Forumite LameWolf uses this trick: “I prefer a slice of lemon in my tea instead of milk, and always keep lemon slices in the freezer for this purpose.”
9. Don’t throw away broccoli stems – they can taste just as good
Did you know you can eat the stem of broccoli? A surprising number of people throw it away, but if you trim off the tough outer layer and cook the stem with the rest of the broccoli ‘florets’, the stem can taste just as good (if not better).
10. Freeze herbs, stock, yogurt and even TEA in ice cube trays for drinks, soups and sauces
Lots of food and drinks can be saved from being wasted by freezing them in ice cube trays. They’re then in convenient portions for you to add to your cooking (or use in another drink).
- Stock, wine or herbs. Add to soups, stews, sauces or gravy.
- Fruit or fruit juice. Add to smoothies or use as flavoured ice cubes in drinks.
- Yogurt. Add to smoothies or curries.
- Coconut milk/cream. Add to curries or sauces.
- Tea and coffee. Add to iced tea or coffee instead of ice cubes.
If you’re freezing herbs, some forumites recommend adding olive oil to your ice cube tray – others say they add water.
11. Make ice lollies or smoothies with leftover fruit, yogurt, fruit juice
If you own a smoothie maker (or blender), you’ll know they’re a great way to use up all sorts of things – including fruit, yogurt, milk, ice cream, fruit juice and lemonade.
But another option is to make homemade ice lollies to use up these leftovers. You’ll just need some ice lolly moulds and a freezer, and you can create loads of different combinations, from fruity ice lollies to yogurt pops.
Try these BBC Good Food recipes to get you started.

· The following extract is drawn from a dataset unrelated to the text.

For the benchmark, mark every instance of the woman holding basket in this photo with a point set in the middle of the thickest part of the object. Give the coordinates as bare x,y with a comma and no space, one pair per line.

12. Make the perfect amount of pasta and rice every time
Use these measuring tricks to avoid wasting rice and pasta every time you cook them. You may need to adjust the amount slightly depending on your/your family’s appetite, but they should give you a good starting point.

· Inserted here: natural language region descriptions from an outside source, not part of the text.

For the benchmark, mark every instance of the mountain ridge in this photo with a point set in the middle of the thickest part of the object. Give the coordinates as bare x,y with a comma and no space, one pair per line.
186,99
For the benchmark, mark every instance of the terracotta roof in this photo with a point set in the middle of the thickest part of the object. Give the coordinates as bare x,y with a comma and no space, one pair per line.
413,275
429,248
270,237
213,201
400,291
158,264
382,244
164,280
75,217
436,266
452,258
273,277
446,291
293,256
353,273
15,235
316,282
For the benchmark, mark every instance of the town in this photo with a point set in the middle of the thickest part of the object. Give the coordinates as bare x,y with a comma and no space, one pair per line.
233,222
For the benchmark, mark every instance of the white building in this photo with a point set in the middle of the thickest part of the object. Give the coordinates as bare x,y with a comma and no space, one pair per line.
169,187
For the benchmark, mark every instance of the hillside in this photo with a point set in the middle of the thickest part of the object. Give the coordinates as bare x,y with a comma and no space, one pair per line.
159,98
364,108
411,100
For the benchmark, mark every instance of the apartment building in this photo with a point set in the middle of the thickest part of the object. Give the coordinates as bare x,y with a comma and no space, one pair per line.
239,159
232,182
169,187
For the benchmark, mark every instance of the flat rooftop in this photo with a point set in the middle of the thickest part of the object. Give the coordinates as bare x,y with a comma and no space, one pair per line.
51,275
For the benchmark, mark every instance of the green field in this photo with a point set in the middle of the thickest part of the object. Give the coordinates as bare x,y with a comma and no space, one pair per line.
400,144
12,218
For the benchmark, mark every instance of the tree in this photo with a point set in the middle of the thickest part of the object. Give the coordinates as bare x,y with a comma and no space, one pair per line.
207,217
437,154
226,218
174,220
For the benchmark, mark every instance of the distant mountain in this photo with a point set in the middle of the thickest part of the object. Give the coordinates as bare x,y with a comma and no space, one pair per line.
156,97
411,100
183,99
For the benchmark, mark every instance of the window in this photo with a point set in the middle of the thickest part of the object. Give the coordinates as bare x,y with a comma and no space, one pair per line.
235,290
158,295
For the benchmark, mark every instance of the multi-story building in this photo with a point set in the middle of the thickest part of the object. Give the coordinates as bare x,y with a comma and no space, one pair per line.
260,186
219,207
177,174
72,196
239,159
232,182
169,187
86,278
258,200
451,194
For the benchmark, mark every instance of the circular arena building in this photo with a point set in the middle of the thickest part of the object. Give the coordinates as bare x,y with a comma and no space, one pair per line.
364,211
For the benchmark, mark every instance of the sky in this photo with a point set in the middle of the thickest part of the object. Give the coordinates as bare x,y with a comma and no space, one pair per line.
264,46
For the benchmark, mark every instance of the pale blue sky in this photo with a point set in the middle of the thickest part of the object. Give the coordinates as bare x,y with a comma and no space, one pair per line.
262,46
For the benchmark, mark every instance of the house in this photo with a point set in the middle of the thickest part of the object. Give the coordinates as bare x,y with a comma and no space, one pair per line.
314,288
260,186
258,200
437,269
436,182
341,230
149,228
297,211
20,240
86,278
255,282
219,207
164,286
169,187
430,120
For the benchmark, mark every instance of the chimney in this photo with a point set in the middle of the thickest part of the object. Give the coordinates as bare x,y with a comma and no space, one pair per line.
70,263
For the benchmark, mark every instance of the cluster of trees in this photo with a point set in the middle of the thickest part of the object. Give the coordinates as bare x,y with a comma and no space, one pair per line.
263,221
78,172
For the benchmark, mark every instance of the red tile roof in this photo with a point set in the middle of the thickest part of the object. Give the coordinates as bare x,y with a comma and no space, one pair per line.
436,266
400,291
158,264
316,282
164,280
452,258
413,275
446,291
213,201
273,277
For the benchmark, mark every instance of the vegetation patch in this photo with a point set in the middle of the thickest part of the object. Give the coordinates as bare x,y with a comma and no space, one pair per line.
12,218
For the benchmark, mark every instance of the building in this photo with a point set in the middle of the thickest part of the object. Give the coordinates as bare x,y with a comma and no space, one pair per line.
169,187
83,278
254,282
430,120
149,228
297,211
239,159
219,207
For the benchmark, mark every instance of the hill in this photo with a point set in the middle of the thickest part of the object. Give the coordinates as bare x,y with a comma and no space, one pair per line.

- Rice. Measure a quarter of a mug of uncooked rice per person (it might not look enough, but that’s the portion suggested by Love Food Hate Waste – don’t forget it will swell up during cooking).
- Pasta. Use your plate or bowl to measure out each portion of uncooked pasta – make sure it’s not quite full, so the pasta has room to expand during cooking.
- Spaghetti. If you don’t own an actual spaghetti measurer, take a bundle of dry spaghetti about the same diameter as a 10p coin – it should be enough for two servings.